There is no new news to report out of Florida and the situation with the Florida High School Athletic Association. But there has been plenty of media coverage--including editorials that ask the hackneyed question: "Is it time to revise Title IX?" Various constituencies and individuals have been asking that question since the 70s.
But Lee Nessel asks it anyway in light of the FHSAA lawsuit. She also points out that she benefitted from Title IX as a swimmer at a DI institution. But she says she also benfitted from football which funded swimming (as well as other sports).
And Ray McNulty doesn't actually ask about revision--he just says that Title IX should exclude football because football is popular and generates revenue.
None of these excuses are new. But they are especially disappointing, to me at least, when they are proferred here, in the current debate that centers on high school athletics. It seems more perverse somehow to simply disregard the educational mission of schools--the mission that Title IX aims to keep equitably applied. That intercollegiate athletics has become the model to follow despite its obvious and numerous problems is disheartening.

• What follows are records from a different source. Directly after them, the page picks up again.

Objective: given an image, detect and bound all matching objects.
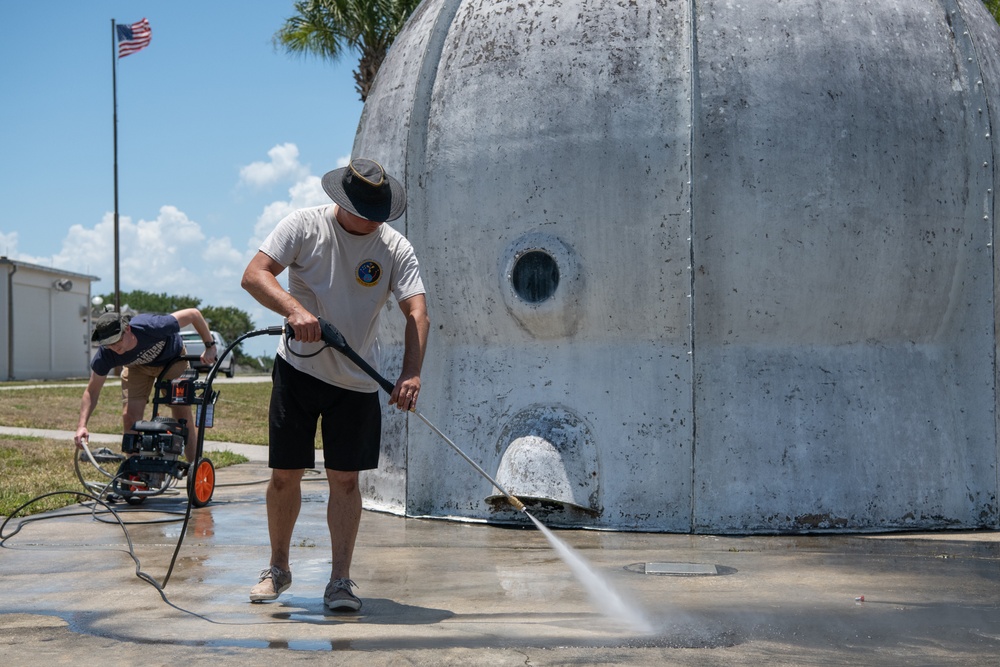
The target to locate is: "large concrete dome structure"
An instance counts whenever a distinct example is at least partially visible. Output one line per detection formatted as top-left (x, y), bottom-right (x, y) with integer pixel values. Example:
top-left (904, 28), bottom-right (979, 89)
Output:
top-left (354, 0), bottom-right (1000, 532)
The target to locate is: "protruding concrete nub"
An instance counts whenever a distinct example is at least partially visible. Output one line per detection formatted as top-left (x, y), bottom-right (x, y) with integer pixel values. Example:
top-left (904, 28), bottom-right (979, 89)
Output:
top-left (488, 406), bottom-right (601, 516)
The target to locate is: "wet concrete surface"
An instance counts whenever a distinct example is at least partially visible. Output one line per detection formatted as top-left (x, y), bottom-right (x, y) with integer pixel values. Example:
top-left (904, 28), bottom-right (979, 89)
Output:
top-left (0, 456), bottom-right (1000, 666)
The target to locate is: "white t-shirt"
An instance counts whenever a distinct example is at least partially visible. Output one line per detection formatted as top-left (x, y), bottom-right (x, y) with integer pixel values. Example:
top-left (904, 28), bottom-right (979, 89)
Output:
top-left (260, 204), bottom-right (424, 393)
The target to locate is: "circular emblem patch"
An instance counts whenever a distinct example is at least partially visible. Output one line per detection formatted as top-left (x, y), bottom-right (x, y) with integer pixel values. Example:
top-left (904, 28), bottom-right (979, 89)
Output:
top-left (354, 259), bottom-right (382, 287)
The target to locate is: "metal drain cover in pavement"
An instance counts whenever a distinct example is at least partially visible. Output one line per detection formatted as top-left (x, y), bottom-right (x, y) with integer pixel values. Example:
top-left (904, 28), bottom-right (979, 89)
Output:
top-left (645, 563), bottom-right (719, 574)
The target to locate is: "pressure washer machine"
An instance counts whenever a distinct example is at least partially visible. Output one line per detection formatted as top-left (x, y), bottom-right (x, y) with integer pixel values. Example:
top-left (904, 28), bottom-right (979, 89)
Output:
top-left (111, 356), bottom-right (219, 507)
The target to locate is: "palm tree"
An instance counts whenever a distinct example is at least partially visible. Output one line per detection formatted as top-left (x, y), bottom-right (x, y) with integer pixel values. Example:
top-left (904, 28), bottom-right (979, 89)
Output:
top-left (983, 0), bottom-right (1000, 21)
top-left (274, 0), bottom-right (420, 102)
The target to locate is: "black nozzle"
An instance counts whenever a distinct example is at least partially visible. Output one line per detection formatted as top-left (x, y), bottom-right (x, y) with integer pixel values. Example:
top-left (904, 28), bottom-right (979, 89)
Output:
top-left (286, 318), bottom-right (351, 353)
top-left (319, 319), bottom-right (351, 352)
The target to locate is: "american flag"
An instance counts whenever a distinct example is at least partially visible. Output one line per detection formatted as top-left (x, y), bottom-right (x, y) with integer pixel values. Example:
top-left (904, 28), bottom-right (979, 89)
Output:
top-left (115, 19), bottom-right (153, 58)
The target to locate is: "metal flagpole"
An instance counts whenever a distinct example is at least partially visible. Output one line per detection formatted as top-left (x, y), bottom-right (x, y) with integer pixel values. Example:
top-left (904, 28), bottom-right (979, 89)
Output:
top-left (111, 19), bottom-right (121, 313)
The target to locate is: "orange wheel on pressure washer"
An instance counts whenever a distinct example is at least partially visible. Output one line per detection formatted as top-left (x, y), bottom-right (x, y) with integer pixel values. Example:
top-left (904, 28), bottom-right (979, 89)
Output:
top-left (188, 459), bottom-right (215, 507)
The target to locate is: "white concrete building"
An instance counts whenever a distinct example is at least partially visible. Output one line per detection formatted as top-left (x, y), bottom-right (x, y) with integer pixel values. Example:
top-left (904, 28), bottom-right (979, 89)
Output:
top-left (0, 257), bottom-right (99, 380)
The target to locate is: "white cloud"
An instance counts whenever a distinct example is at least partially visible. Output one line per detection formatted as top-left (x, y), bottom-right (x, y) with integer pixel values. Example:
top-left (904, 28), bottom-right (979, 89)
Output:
top-left (0, 232), bottom-right (17, 257)
top-left (247, 176), bottom-right (330, 252)
top-left (240, 144), bottom-right (309, 188)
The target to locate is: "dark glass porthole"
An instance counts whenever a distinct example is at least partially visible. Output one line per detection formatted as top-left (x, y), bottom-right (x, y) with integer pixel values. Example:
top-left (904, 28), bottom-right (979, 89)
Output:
top-left (510, 250), bottom-right (559, 303)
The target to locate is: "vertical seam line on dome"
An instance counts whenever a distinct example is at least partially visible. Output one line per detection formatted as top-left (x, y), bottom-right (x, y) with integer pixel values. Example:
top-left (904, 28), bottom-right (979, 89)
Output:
top-left (403, 0), bottom-right (462, 516)
top-left (687, 0), bottom-right (701, 533)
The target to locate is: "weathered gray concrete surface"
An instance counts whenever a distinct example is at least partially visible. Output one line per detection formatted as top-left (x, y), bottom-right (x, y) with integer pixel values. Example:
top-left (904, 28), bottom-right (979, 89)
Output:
top-left (0, 462), bottom-right (1000, 666)
top-left (354, 0), bottom-right (1000, 532)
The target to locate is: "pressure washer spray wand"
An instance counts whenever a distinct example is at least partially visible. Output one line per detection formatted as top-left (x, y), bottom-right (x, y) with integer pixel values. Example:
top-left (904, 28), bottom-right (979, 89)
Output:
top-left (285, 318), bottom-right (528, 514)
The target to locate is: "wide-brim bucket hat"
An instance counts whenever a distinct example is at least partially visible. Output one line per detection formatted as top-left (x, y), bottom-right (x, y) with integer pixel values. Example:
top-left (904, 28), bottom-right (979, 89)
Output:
top-left (90, 312), bottom-right (132, 347)
top-left (323, 158), bottom-right (406, 222)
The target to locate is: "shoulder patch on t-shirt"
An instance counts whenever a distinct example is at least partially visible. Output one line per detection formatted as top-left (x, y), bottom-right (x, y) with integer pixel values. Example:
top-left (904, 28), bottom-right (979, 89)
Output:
top-left (354, 259), bottom-right (382, 287)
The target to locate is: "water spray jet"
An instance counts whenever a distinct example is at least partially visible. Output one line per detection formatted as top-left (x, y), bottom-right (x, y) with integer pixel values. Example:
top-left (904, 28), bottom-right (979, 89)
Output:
top-left (285, 319), bottom-right (654, 634)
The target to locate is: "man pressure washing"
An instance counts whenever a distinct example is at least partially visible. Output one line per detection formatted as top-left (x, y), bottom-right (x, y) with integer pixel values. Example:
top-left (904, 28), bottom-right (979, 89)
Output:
top-left (242, 158), bottom-right (430, 611)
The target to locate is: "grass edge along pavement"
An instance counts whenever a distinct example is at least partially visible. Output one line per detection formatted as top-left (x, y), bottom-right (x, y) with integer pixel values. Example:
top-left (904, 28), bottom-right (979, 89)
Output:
top-left (0, 434), bottom-right (249, 517)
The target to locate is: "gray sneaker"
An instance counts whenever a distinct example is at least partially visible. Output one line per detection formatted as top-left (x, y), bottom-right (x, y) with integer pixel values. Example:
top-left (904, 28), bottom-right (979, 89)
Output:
top-left (323, 579), bottom-right (361, 611)
top-left (250, 566), bottom-right (292, 602)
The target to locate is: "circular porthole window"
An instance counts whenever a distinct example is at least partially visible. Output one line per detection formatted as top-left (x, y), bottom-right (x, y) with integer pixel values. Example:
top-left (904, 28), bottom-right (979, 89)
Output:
top-left (510, 250), bottom-right (559, 303)
top-left (499, 232), bottom-right (583, 338)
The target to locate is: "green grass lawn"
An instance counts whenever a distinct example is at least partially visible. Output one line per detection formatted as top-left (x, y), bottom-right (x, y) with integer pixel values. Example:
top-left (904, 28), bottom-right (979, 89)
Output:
top-left (0, 382), bottom-right (271, 516)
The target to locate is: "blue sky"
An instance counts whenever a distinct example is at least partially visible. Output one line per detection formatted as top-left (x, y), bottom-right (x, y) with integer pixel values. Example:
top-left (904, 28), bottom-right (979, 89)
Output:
top-left (0, 0), bottom-right (362, 354)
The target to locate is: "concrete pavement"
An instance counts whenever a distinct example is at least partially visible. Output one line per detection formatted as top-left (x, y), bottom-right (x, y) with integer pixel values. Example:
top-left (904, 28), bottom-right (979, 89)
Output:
top-left (0, 446), bottom-right (1000, 666)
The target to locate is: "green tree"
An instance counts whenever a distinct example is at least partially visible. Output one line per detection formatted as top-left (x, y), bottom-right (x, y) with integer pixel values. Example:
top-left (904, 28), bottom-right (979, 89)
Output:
top-left (201, 306), bottom-right (254, 362)
top-left (274, 0), bottom-right (420, 102)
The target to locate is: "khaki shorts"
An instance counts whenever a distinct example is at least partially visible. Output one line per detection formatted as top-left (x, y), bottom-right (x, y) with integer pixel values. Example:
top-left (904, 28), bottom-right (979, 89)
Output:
top-left (122, 358), bottom-right (188, 405)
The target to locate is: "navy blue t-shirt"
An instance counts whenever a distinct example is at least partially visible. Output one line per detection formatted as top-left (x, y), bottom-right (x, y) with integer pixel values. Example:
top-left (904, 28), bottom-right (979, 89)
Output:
top-left (90, 315), bottom-right (184, 375)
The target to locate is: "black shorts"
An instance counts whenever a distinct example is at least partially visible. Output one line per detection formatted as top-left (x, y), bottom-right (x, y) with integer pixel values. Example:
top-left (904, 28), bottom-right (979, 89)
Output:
top-left (268, 356), bottom-right (382, 472)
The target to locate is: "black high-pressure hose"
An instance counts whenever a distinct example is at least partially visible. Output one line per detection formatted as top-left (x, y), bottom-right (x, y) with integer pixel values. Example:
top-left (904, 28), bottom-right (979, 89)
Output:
top-left (285, 318), bottom-right (528, 513)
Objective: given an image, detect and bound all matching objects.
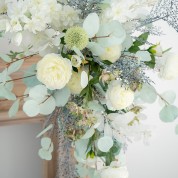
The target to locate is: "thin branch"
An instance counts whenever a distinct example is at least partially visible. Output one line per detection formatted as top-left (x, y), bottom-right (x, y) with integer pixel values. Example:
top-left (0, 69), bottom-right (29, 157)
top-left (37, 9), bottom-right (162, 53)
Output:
top-left (6, 53), bottom-right (39, 66)
top-left (0, 94), bottom-right (29, 102)
top-left (0, 74), bottom-right (36, 84)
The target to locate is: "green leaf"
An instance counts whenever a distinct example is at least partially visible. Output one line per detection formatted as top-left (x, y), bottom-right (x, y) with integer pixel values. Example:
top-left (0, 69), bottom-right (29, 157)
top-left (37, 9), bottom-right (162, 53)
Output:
top-left (81, 127), bottom-right (95, 139)
top-left (8, 60), bottom-right (24, 75)
top-left (36, 124), bottom-right (53, 138)
top-left (23, 100), bottom-right (40, 117)
top-left (159, 105), bottom-right (178, 122)
top-left (175, 125), bottom-right (178, 135)
top-left (0, 85), bottom-right (16, 100)
top-left (0, 54), bottom-right (12, 62)
top-left (128, 46), bottom-right (140, 53)
top-left (41, 137), bottom-right (51, 150)
top-left (23, 64), bottom-right (41, 87)
top-left (133, 32), bottom-right (150, 46)
top-left (8, 99), bottom-right (20, 118)
top-left (145, 55), bottom-right (156, 69)
top-left (54, 87), bottom-right (71, 107)
top-left (97, 136), bottom-right (114, 152)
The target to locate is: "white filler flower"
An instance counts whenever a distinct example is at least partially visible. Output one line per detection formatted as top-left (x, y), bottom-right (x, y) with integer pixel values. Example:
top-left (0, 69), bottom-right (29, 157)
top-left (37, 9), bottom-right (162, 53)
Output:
top-left (101, 167), bottom-right (129, 178)
top-left (37, 53), bottom-right (72, 90)
top-left (106, 81), bottom-right (134, 111)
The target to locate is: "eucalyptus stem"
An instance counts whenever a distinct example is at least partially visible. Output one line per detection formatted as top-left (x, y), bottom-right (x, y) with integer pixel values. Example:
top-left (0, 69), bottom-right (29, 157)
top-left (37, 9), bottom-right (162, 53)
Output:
top-left (0, 74), bottom-right (36, 84)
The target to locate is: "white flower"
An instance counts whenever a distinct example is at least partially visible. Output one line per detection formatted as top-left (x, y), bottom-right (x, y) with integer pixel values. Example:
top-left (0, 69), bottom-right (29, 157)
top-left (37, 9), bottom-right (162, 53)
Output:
top-left (37, 54), bottom-right (72, 90)
top-left (106, 81), bottom-right (134, 111)
top-left (149, 44), bottom-right (163, 57)
top-left (0, 0), bottom-right (7, 14)
top-left (99, 45), bottom-right (122, 63)
top-left (160, 53), bottom-right (178, 80)
top-left (101, 167), bottom-right (129, 178)
top-left (71, 55), bottom-right (82, 67)
top-left (67, 71), bottom-right (83, 95)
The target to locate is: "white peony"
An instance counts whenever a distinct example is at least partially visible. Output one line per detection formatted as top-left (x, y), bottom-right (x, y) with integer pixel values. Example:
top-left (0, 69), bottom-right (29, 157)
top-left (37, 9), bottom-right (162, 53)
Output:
top-left (37, 53), bottom-right (72, 90)
top-left (67, 71), bottom-right (83, 95)
top-left (101, 167), bottom-right (129, 178)
top-left (106, 81), bottom-right (134, 111)
top-left (160, 53), bottom-right (178, 80)
top-left (99, 45), bottom-right (122, 63)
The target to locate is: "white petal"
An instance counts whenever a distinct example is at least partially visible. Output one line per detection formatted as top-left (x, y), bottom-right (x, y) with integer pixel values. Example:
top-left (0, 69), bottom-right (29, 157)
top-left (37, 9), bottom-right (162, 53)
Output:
top-left (83, 13), bottom-right (100, 38)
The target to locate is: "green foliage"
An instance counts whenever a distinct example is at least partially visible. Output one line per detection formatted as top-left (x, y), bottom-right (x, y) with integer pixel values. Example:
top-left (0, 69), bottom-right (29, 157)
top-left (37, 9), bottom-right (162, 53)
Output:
top-left (36, 124), bottom-right (53, 138)
top-left (145, 54), bottom-right (156, 69)
top-left (0, 54), bottom-right (12, 62)
top-left (23, 64), bottom-right (40, 87)
top-left (7, 60), bottom-right (24, 75)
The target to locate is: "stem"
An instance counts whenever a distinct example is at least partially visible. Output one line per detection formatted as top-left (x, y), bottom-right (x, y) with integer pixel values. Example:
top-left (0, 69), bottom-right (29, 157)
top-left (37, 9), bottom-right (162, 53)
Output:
top-left (0, 74), bottom-right (36, 84)
top-left (0, 94), bottom-right (29, 102)
top-left (6, 53), bottom-right (39, 66)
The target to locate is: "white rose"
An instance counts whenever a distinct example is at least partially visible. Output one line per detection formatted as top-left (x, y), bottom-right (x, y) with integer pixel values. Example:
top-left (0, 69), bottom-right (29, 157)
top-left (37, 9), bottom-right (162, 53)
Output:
top-left (99, 45), bottom-right (122, 63)
top-left (67, 71), bottom-right (83, 95)
top-left (106, 81), bottom-right (134, 111)
top-left (101, 167), bottom-right (129, 178)
top-left (160, 53), bottom-right (178, 80)
top-left (71, 55), bottom-right (82, 67)
top-left (37, 53), bottom-right (72, 90)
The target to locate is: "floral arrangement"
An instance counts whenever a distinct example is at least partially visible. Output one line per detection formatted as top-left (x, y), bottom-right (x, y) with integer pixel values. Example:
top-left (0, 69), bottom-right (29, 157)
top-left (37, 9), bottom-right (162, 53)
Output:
top-left (0, 0), bottom-right (178, 178)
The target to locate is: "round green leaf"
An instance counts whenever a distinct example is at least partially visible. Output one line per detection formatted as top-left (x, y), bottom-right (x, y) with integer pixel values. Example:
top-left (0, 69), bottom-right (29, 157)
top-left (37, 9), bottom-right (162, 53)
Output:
top-left (29, 85), bottom-right (48, 102)
top-left (38, 148), bottom-right (52, 161)
top-left (23, 100), bottom-right (40, 117)
top-left (81, 127), bottom-right (95, 139)
top-left (41, 137), bottom-right (51, 150)
top-left (97, 136), bottom-right (114, 152)
top-left (159, 105), bottom-right (178, 122)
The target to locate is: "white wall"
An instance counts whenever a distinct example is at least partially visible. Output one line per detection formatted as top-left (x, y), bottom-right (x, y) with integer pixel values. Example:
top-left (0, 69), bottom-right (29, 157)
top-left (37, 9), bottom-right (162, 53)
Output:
top-left (0, 22), bottom-right (178, 178)
top-left (127, 22), bottom-right (178, 178)
top-left (0, 124), bottom-right (43, 178)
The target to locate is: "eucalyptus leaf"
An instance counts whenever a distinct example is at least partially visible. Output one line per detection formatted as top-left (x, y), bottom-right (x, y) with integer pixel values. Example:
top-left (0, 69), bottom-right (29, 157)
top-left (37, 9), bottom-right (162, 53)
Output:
top-left (8, 99), bottom-right (20, 118)
top-left (23, 99), bottom-right (40, 117)
top-left (175, 124), bottom-right (178, 135)
top-left (81, 127), bottom-right (95, 139)
top-left (29, 84), bottom-right (48, 102)
top-left (38, 148), bottom-right (52, 161)
top-left (159, 105), bottom-right (178, 122)
top-left (41, 137), bottom-right (51, 150)
top-left (36, 124), bottom-right (53, 138)
top-left (97, 136), bottom-right (114, 152)
top-left (8, 59), bottom-right (24, 75)
top-left (23, 64), bottom-right (41, 87)
top-left (0, 54), bottom-right (12, 63)
top-left (54, 87), bottom-right (71, 107)
top-left (0, 85), bottom-right (16, 100)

And thus it's not surprising that we keep hearing--over and again--the same rationales for football's exemption, now being given in the context of high school football which McNulty calls "a different animal." Yeah, it's an animal. An animal that eats up the opportunities for men and is never held accountable.
And speaking of accounting. All this football revenue talk is being done without a lot of numbers. FHSAA never offered a specific economic rationale for its decision not to cut football contests.